مَا يَلْفِظُ مِنْ قَوْلٍ اِلَّا لَدَيْهِ رَقٖيبٌ عَتٖيدٌ  
“(İnsanın ağzından veya kaleminden) Hiçbir söz çıkmasın (ve yazmasın) ki, yanında gözetleyen ve söylediklerini zapta geçiren (bir melek mutlaka) hazır bulunmasın.” (Kaf/18)

 Kime ait olduğu belirtilmeyen bir sosyal medya paylaşımında; “en iyi dil, sıkıca tutulandır. En iyi söz, iyice tartılandır. En iyi akıl, hayra çalıştırılandır. En iyi insan, vicdanını kullanandır” denilirken, en iyiler gözler önüne serilir.
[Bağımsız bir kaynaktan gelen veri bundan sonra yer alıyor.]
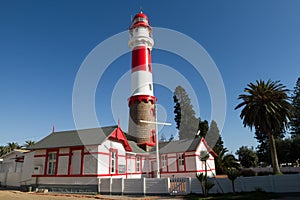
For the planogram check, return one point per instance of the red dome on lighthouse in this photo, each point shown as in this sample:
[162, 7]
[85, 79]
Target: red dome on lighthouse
[140, 19]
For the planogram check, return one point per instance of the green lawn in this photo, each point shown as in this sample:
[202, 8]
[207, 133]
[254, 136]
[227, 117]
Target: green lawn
[244, 196]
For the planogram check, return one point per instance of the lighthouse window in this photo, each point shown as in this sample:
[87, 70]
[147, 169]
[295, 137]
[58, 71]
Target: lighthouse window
[140, 19]
[149, 68]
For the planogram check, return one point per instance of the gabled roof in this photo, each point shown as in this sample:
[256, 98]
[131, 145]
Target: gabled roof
[16, 151]
[184, 145]
[135, 148]
[92, 136]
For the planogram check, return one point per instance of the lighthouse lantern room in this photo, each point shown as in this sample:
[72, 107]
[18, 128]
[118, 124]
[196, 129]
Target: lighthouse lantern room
[142, 101]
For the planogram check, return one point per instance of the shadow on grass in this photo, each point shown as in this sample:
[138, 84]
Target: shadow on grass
[243, 195]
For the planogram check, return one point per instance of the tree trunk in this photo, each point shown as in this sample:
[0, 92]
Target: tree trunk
[233, 188]
[275, 165]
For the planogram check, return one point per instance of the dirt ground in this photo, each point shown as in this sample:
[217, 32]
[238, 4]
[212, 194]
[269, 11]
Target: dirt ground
[17, 195]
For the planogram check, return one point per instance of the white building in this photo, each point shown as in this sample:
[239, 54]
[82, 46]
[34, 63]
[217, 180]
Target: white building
[77, 160]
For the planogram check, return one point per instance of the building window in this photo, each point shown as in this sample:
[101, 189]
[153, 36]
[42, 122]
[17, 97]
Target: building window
[113, 162]
[51, 165]
[138, 163]
[164, 162]
[180, 160]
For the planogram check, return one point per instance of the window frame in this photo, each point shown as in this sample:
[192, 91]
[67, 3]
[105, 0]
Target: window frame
[138, 164]
[52, 162]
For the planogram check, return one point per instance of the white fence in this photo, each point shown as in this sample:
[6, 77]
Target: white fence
[134, 186]
[10, 179]
[148, 186]
[276, 184]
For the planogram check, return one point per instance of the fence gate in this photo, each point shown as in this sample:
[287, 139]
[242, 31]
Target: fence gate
[179, 186]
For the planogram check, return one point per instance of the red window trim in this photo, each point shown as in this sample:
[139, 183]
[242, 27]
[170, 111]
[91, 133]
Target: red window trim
[116, 161]
[46, 161]
[81, 159]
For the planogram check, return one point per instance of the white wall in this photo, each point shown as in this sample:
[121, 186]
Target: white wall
[277, 184]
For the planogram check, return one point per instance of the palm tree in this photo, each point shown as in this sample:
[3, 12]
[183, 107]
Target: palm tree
[266, 107]
[3, 150]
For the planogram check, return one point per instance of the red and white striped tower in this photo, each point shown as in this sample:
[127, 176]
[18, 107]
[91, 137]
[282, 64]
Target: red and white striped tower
[142, 101]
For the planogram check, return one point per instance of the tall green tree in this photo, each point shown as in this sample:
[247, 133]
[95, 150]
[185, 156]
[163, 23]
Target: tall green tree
[202, 127]
[185, 119]
[225, 161]
[295, 121]
[247, 157]
[266, 107]
[213, 136]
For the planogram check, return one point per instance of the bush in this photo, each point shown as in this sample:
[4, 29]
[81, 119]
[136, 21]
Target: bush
[247, 172]
[264, 173]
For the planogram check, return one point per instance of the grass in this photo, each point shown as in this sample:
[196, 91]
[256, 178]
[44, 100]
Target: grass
[257, 195]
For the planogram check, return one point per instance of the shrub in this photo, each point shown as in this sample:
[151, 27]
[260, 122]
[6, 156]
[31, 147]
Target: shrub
[247, 172]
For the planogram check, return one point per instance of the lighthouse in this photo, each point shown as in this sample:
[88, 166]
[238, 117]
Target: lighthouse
[142, 100]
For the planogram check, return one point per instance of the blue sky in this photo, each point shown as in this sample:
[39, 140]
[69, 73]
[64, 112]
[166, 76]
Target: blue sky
[43, 43]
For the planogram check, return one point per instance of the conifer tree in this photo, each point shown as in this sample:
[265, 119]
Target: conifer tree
[295, 121]
[185, 119]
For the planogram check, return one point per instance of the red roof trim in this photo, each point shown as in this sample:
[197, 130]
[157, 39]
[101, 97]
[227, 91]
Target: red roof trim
[208, 147]
[119, 136]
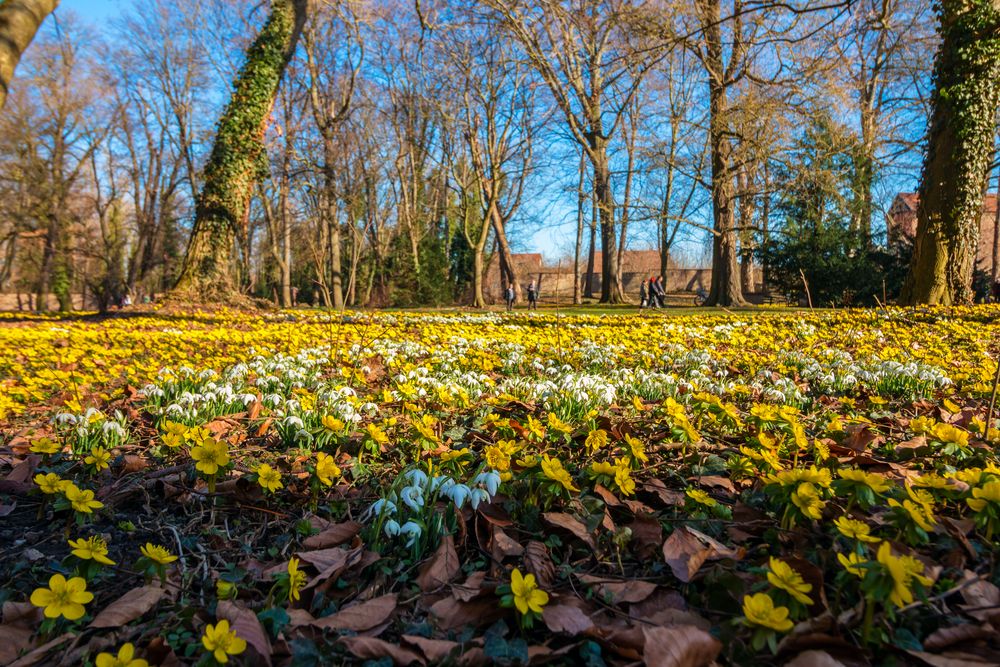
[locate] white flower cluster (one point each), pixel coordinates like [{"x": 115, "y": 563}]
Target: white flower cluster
[{"x": 403, "y": 514}]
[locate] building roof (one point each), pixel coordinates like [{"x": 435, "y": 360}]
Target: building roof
[{"x": 907, "y": 202}]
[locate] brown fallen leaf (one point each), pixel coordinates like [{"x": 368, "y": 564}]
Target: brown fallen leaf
[
  {"x": 503, "y": 545},
  {"x": 946, "y": 660},
  {"x": 128, "y": 607},
  {"x": 982, "y": 598},
  {"x": 716, "y": 481},
  {"x": 371, "y": 648},
  {"x": 571, "y": 524},
  {"x": 360, "y": 617},
  {"x": 435, "y": 651},
  {"x": 451, "y": 613},
  {"x": 441, "y": 568},
  {"x": 566, "y": 619},
  {"x": 13, "y": 641},
  {"x": 633, "y": 590},
  {"x": 333, "y": 535},
  {"x": 538, "y": 562},
  {"x": 245, "y": 624},
  {"x": 679, "y": 646},
  {"x": 470, "y": 588},
  {"x": 814, "y": 659},
  {"x": 687, "y": 549},
  {"x": 942, "y": 638}
]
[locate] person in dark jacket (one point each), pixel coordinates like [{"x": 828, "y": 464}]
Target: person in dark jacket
[{"x": 661, "y": 294}]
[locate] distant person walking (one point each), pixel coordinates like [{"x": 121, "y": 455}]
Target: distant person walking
[
  {"x": 508, "y": 296},
  {"x": 660, "y": 294}
]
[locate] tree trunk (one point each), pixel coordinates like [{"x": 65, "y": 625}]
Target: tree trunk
[
  {"x": 588, "y": 283},
  {"x": 960, "y": 145},
  {"x": 19, "y": 21},
  {"x": 725, "y": 289},
  {"x": 235, "y": 163},
  {"x": 995, "y": 269},
  {"x": 578, "y": 248}
]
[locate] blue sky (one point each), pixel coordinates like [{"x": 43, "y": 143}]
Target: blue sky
[{"x": 93, "y": 10}]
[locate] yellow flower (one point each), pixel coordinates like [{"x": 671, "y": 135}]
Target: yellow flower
[
  {"x": 700, "y": 496},
  {"x": 81, "y": 500},
  {"x": 821, "y": 477},
  {"x": 453, "y": 454},
  {"x": 50, "y": 483},
  {"x": 63, "y": 598},
  {"x": 296, "y": 579},
  {"x": 855, "y": 530},
  {"x": 989, "y": 493},
  {"x": 759, "y": 610},
  {"x": 552, "y": 468},
  {"x": 558, "y": 425},
  {"x": 125, "y": 658},
  {"x": 902, "y": 569},
  {"x": 157, "y": 554},
  {"x": 197, "y": 434},
  {"x": 951, "y": 434},
  {"x": 222, "y": 642},
  {"x": 497, "y": 458},
  {"x": 326, "y": 469},
  {"x": 331, "y": 423},
  {"x": 527, "y": 595},
  {"x": 851, "y": 563},
  {"x": 211, "y": 455},
  {"x": 172, "y": 440},
  {"x": 921, "y": 425},
  {"x": 99, "y": 458},
  {"x": 92, "y": 548},
  {"x": 45, "y": 446},
  {"x": 225, "y": 590},
  {"x": 782, "y": 575},
  {"x": 874, "y": 481},
  {"x": 637, "y": 449},
  {"x": 623, "y": 479},
  {"x": 268, "y": 478},
  {"x": 535, "y": 428},
  {"x": 596, "y": 440},
  {"x": 377, "y": 435},
  {"x": 807, "y": 499}
]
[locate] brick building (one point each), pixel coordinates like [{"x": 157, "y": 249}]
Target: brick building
[{"x": 902, "y": 225}]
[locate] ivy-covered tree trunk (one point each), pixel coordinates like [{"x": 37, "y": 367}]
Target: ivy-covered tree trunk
[
  {"x": 960, "y": 145},
  {"x": 19, "y": 21},
  {"x": 235, "y": 164}
]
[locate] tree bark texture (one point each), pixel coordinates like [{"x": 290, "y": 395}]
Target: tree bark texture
[
  {"x": 235, "y": 164},
  {"x": 960, "y": 146}
]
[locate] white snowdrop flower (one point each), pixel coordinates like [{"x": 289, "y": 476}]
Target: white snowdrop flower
[
  {"x": 479, "y": 496},
  {"x": 458, "y": 493},
  {"x": 441, "y": 483},
  {"x": 413, "y": 496},
  {"x": 391, "y": 528},
  {"x": 382, "y": 506},
  {"x": 411, "y": 529}
]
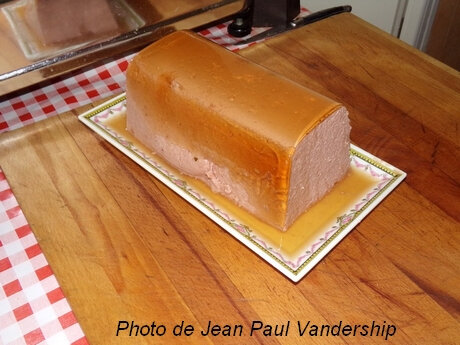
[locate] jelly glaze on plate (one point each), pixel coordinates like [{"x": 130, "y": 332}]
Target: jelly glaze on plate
[{"x": 307, "y": 241}]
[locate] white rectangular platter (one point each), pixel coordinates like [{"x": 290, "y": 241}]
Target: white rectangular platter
[{"x": 295, "y": 252}]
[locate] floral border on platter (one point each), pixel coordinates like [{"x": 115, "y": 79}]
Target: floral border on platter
[{"x": 386, "y": 177}]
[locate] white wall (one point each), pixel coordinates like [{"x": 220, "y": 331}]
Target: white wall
[{"x": 409, "y": 20}]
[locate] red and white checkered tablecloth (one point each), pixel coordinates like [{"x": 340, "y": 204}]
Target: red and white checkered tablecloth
[
  {"x": 86, "y": 85},
  {"x": 33, "y": 309}
]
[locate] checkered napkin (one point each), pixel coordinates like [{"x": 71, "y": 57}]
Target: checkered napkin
[
  {"x": 89, "y": 84},
  {"x": 33, "y": 309}
]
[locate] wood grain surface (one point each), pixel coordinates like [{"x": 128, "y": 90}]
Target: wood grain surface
[{"x": 125, "y": 247}]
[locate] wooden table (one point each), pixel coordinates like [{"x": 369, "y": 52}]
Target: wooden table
[{"x": 125, "y": 247}]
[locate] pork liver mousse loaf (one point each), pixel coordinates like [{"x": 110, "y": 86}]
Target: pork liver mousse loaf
[{"x": 265, "y": 142}]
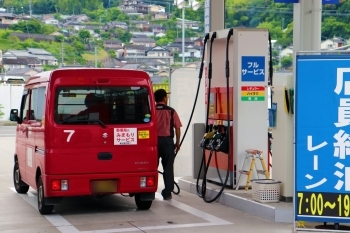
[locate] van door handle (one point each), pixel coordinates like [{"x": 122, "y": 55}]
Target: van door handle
[{"x": 104, "y": 156}]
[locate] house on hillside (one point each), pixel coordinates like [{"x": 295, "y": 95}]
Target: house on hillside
[
  {"x": 188, "y": 24},
  {"x": 10, "y": 63},
  {"x": 158, "y": 51},
  {"x": 7, "y": 18},
  {"x": 192, "y": 52},
  {"x": 156, "y": 9},
  {"x": 24, "y": 72},
  {"x": 174, "y": 47},
  {"x": 77, "y": 18},
  {"x": 116, "y": 24},
  {"x": 188, "y": 41},
  {"x": 113, "y": 44},
  {"x": 45, "y": 58},
  {"x": 156, "y": 28},
  {"x": 335, "y": 42},
  {"x": 147, "y": 42},
  {"x": 140, "y": 24},
  {"x": 134, "y": 50},
  {"x": 49, "y": 19},
  {"x": 160, "y": 15}
]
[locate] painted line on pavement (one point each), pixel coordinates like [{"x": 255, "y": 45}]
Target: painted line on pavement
[{"x": 65, "y": 227}]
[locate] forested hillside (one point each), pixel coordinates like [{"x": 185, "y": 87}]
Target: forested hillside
[{"x": 246, "y": 13}]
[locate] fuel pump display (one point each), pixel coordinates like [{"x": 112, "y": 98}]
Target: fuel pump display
[{"x": 235, "y": 121}]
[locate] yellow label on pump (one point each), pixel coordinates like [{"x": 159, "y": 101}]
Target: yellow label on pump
[{"x": 143, "y": 134}]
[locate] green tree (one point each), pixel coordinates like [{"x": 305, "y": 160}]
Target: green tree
[
  {"x": 84, "y": 35},
  {"x": 112, "y": 53},
  {"x": 286, "y": 61},
  {"x": 80, "y": 47},
  {"x": 1, "y": 112},
  {"x": 59, "y": 38},
  {"x": 332, "y": 27},
  {"x": 43, "y": 6}
]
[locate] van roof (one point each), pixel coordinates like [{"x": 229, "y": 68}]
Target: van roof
[{"x": 46, "y": 75}]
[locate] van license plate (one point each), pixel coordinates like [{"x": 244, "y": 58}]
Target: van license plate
[{"x": 104, "y": 186}]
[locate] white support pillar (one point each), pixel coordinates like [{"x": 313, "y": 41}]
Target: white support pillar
[
  {"x": 216, "y": 11},
  {"x": 306, "y": 37},
  {"x": 307, "y": 25}
]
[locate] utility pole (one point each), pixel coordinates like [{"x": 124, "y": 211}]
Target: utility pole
[
  {"x": 62, "y": 52},
  {"x": 30, "y": 8},
  {"x": 95, "y": 57}
]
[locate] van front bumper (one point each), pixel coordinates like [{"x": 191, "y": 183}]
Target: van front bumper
[{"x": 82, "y": 185}]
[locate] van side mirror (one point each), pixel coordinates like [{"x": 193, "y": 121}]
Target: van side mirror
[{"x": 14, "y": 115}]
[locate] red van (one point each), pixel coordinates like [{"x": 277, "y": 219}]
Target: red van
[{"x": 86, "y": 132}]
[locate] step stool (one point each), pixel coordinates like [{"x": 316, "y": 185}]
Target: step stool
[{"x": 254, "y": 154}]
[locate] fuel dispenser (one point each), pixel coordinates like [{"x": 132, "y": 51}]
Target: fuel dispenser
[{"x": 237, "y": 107}]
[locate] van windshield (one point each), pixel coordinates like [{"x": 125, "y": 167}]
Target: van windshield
[{"x": 102, "y": 105}]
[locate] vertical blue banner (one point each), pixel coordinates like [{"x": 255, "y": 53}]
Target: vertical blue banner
[
  {"x": 286, "y": 1},
  {"x": 253, "y": 69},
  {"x": 322, "y": 138},
  {"x": 330, "y": 1}
]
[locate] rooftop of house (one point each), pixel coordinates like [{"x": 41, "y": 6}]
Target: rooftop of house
[
  {"x": 20, "y": 71},
  {"x": 143, "y": 40}
]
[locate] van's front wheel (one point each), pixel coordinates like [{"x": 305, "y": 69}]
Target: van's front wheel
[
  {"x": 142, "y": 205},
  {"x": 20, "y": 186},
  {"x": 43, "y": 208}
]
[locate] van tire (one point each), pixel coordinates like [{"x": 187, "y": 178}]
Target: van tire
[
  {"x": 142, "y": 205},
  {"x": 42, "y": 207},
  {"x": 17, "y": 181}
]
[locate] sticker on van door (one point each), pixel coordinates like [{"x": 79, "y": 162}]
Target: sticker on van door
[
  {"x": 125, "y": 136},
  {"x": 30, "y": 157}
]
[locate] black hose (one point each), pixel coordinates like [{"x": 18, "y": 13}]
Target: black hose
[
  {"x": 206, "y": 38},
  {"x": 270, "y": 63},
  {"x": 202, "y": 193}
]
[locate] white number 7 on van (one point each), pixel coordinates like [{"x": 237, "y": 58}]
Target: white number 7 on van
[{"x": 71, "y": 132}]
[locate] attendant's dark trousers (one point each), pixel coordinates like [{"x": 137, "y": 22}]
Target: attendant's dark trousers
[{"x": 166, "y": 151}]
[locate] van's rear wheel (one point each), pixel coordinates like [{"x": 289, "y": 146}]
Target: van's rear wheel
[
  {"x": 20, "y": 186},
  {"x": 142, "y": 205},
  {"x": 43, "y": 209}
]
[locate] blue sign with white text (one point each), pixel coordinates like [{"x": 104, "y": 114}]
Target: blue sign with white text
[
  {"x": 297, "y": 1},
  {"x": 286, "y": 1},
  {"x": 322, "y": 138},
  {"x": 253, "y": 69}
]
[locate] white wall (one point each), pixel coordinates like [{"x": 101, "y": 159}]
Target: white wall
[
  {"x": 183, "y": 88},
  {"x": 10, "y": 98}
]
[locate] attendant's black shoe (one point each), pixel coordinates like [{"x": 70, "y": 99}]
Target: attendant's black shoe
[{"x": 167, "y": 198}]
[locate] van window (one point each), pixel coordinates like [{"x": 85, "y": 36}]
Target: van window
[
  {"x": 34, "y": 103},
  {"x": 41, "y": 103},
  {"x": 24, "y": 106},
  {"x": 110, "y": 105}
]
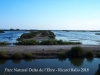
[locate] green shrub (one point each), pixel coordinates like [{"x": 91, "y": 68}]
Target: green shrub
[
  {"x": 27, "y": 42},
  {"x": 28, "y": 55},
  {"x": 17, "y": 55},
  {"x": 90, "y": 54},
  {"x": 98, "y": 55},
  {"x": 48, "y": 42},
  {"x": 62, "y": 54},
  {"x": 1, "y": 31},
  {"x": 3, "y": 43},
  {"x": 3, "y": 54},
  {"x": 76, "y": 52}
]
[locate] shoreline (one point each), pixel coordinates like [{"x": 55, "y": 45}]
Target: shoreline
[
  {"x": 36, "y": 48},
  {"x": 46, "y": 51}
]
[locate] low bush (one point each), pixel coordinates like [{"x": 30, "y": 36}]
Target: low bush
[
  {"x": 3, "y": 43},
  {"x": 98, "y": 55},
  {"x": 76, "y": 52},
  {"x": 49, "y": 42},
  {"x": 3, "y": 54},
  {"x": 28, "y": 55},
  {"x": 1, "y": 31},
  {"x": 57, "y": 42},
  {"x": 62, "y": 54},
  {"x": 28, "y": 42},
  {"x": 89, "y": 54},
  {"x": 17, "y": 55}
]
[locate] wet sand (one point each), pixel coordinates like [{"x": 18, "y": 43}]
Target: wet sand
[{"x": 45, "y": 48}]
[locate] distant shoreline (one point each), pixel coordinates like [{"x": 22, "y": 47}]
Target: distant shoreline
[{"x": 46, "y": 51}]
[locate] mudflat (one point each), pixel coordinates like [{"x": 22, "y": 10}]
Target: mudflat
[{"x": 45, "y": 48}]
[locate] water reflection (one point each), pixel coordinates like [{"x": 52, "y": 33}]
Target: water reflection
[
  {"x": 16, "y": 61},
  {"x": 98, "y": 71},
  {"x": 90, "y": 59},
  {"x": 27, "y": 60},
  {"x": 62, "y": 59},
  {"x": 76, "y": 61},
  {"x": 3, "y": 61}
]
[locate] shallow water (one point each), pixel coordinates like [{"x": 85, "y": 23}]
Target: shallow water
[
  {"x": 78, "y": 66},
  {"x": 84, "y": 37}
]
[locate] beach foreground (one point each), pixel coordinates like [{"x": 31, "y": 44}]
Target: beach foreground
[{"x": 45, "y": 48}]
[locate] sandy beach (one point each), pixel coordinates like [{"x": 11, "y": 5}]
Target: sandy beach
[{"x": 46, "y": 48}]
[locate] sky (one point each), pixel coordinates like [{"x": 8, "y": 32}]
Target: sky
[{"x": 50, "y": 14}]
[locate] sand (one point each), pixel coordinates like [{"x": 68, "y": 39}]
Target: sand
[{"x": 45, "y": 48}]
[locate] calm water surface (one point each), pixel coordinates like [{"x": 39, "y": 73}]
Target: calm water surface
[
  {"x": 84, "y": 37},
  {"x": 83, "y": 66}
]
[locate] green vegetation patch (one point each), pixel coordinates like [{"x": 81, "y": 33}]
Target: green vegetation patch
[
  {"x": 3, "y": 54},
  {"x": 3, "y": 43},
  {"x": 1, "y": 31},
  {"x": 17, "y": 55},
  {"x": 76, "y": 52},
  {"x": 62, "y": 54},
  {"x": 32, "y": 34},
  {"x": 28, "y": 42},
  {"x": 89, "y": 54},
  {"x": 28, "y": 55}
]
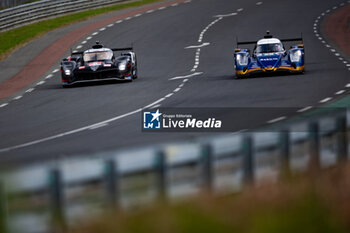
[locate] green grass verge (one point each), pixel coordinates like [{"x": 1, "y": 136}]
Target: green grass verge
[
  {"x": 312, "y": 203},
  {"x": 17, "y": 37}
]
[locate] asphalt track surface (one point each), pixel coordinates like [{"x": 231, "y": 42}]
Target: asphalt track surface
[{"x": 52, "y": 122}]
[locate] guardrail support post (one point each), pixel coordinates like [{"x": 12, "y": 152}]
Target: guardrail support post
[
  {"x": 342, "y": 140},
  {"x": 112, "y": 183},
  {"x": 248, "y": 164},
  {"x": 284, "y": 142},
  {"x": 3, "y": 209},
  {"x": 161, "y": 174},
  {"x": 57, "y": 202},
  {"x": 314, "y": 145},
  {"x": 207, "y": 163}
]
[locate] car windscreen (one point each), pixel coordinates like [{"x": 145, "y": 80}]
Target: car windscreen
[
  {"x": 98, "y": 56},
  {"x": 269, "y": 48}
]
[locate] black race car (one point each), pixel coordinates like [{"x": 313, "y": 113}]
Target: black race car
[{"x": 99, "y": 64}]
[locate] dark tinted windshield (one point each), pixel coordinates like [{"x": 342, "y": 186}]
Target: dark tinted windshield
[
  {"x": 269, "y": 48},
  {"x": 98, "y": 56}
]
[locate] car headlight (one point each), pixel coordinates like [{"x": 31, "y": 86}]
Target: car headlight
[
  {"x": 242, "y": 59},
  {"x": 67, "y": 72},
  {"x": 122, "y": 66},
  {"x": 295, "y": 56}
]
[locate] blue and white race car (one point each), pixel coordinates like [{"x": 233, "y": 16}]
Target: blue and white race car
[{"x": 269, "y": 56}]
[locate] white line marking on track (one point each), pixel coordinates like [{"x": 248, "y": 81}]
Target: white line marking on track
[
  {"x": 325, "y": 100},
  {"x": 155, "y": 106},
  {"x": 68, "y": 132},
  {"x": 187, "y": 76},
  {"x": 227, "y": 15},
  {"x": 276, "y": 120},
  {"x": 197, "y": 46},
  {"x": 305, "y": 109},
  {"x": 340, "y": 92},
  {"x": 30, "y": 90},
  {"x": 154, "y": 103}
]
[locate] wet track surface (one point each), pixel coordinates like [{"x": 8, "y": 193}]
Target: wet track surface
[{"x": 51, "y": 121}]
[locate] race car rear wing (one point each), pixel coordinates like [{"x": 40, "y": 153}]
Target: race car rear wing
[
  {"x": 115, "y": 49},
  {"x": 123, "y": 49},
  {"x": 268, "y": 35}
]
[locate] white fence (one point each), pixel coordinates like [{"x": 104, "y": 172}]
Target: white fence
[{"x": 32, "y": 12}]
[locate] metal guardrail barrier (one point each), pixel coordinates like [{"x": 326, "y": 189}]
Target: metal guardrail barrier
[
  {"x": 11, "y": 3},
  {"x": 57, "y": 193},
  {"x": 28, "y": 13}
]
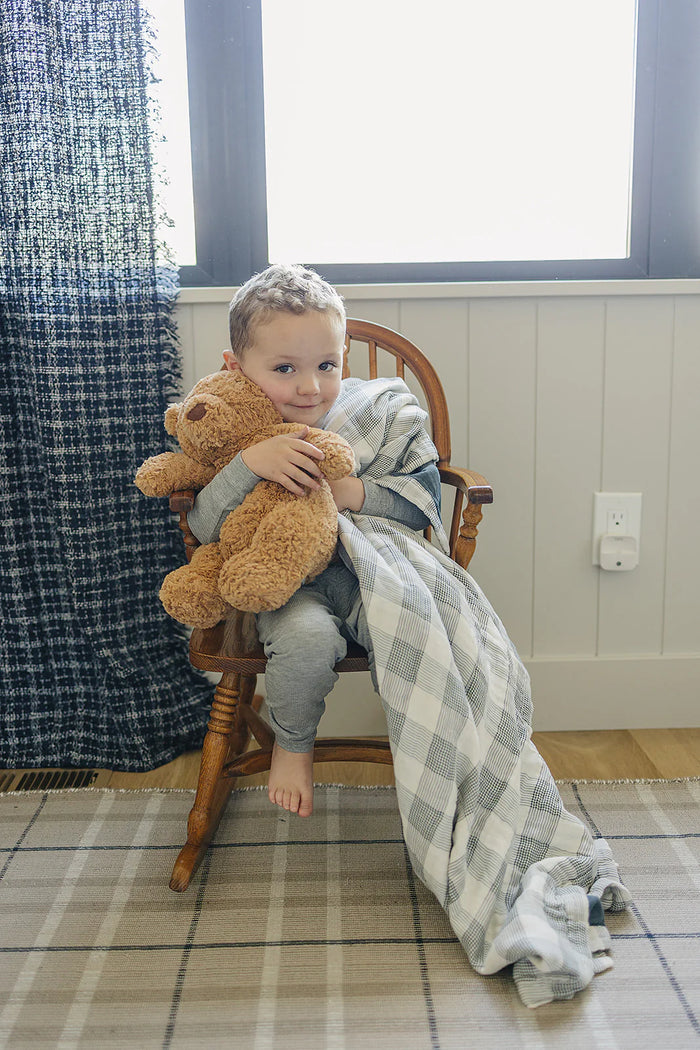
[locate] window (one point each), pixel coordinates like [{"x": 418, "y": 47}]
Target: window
[{"x": 501, "y": 141}]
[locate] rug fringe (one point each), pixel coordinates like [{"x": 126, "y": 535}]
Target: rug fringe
[{"x": 260, "y": 788}]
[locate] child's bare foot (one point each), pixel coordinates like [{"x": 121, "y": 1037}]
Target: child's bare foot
[{"x": 292, "y": 780}]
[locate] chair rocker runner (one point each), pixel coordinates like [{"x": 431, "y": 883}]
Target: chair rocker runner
[{"x": 233, "y": 647}]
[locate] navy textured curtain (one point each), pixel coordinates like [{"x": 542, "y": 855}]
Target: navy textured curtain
[{"x": 92, "y": 669}]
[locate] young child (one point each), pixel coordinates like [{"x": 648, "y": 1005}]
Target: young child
[
  {"x": 288, "y": 329},
  {"x": 482, "y": 818}
]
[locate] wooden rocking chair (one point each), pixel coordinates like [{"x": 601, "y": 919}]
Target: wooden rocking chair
[{"x": 233, "y": 648}]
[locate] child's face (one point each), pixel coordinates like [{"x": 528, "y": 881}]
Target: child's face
[{"x": 296, "y": 359}]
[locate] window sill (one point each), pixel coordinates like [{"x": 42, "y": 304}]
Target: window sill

             Dil sıkıca tutuluyorsa iyidir. Zira kalbi olanlar dile öyle pek başvurmazlar. Yahya Kemal Beyatlı; “Kalbi olanların dili yok, dili olanlarınsa kalbi…” yok derken selim (tertemiz) kalbi olanların tam bir mü’min olduğunu mu kast eder acaba? Homeros, “temiz bir kalp, zehirli dillerin bozduğunu düzeltir,” derken aynı konuya işaret eder.  İsmet Özel, “ey kalbim, ey suları gizli gizli yükselen deniz… İçimiz damar damar parçalansa da, dışımız lal gibi sessiz,” derken kalbi olanların tercihinin sukuttan, sessizlikten yana olduğunu ortaya kor. Çünkü kalp sırrına erenler susarak konuşur. Yani sukuti sohbet ederler. Hz. Şems Hz. Mevlana’nın oğlu Sultan Veled’e bu yolla Mevleviliğin düsturlarını öğretmiştir.  Bazen dilin susar ama kalbin konuşmaya devam eder ya işte böylesi bir sohbetle Mevlevilik öğretisinin temelleri Hz. Şemsi Tebriz-i tarafından atılmıştır.

          En iyi sözler tartılarak sarf edenlerden çıkar. Hz. Mevlana; “sözü süz de söyle, gönlü bulandırmasın. Sözü diz de söyle, kulağa inci diye takılsın. Sözü yüze söyle, gıybet olup utandırmasın” derken soyut anlamda insana sunacağı pratik faydalara değinmektedir. Sözü öyle süzerek söyleyeceksin ki, yorumlara mahal bırakmadan gönülleri bulandırmayacaksın. Konuştukların lüzumsuz, boş, gereksiz, yalan, dolan olmayacak. Söylediklerinden muhatabın istifade edecek. Bir de insanın yüzüne yüzüne konuşacaksın ki, gıybet, çekiştirme, dedikodu, laf taşıma getirme götürme olmayacak.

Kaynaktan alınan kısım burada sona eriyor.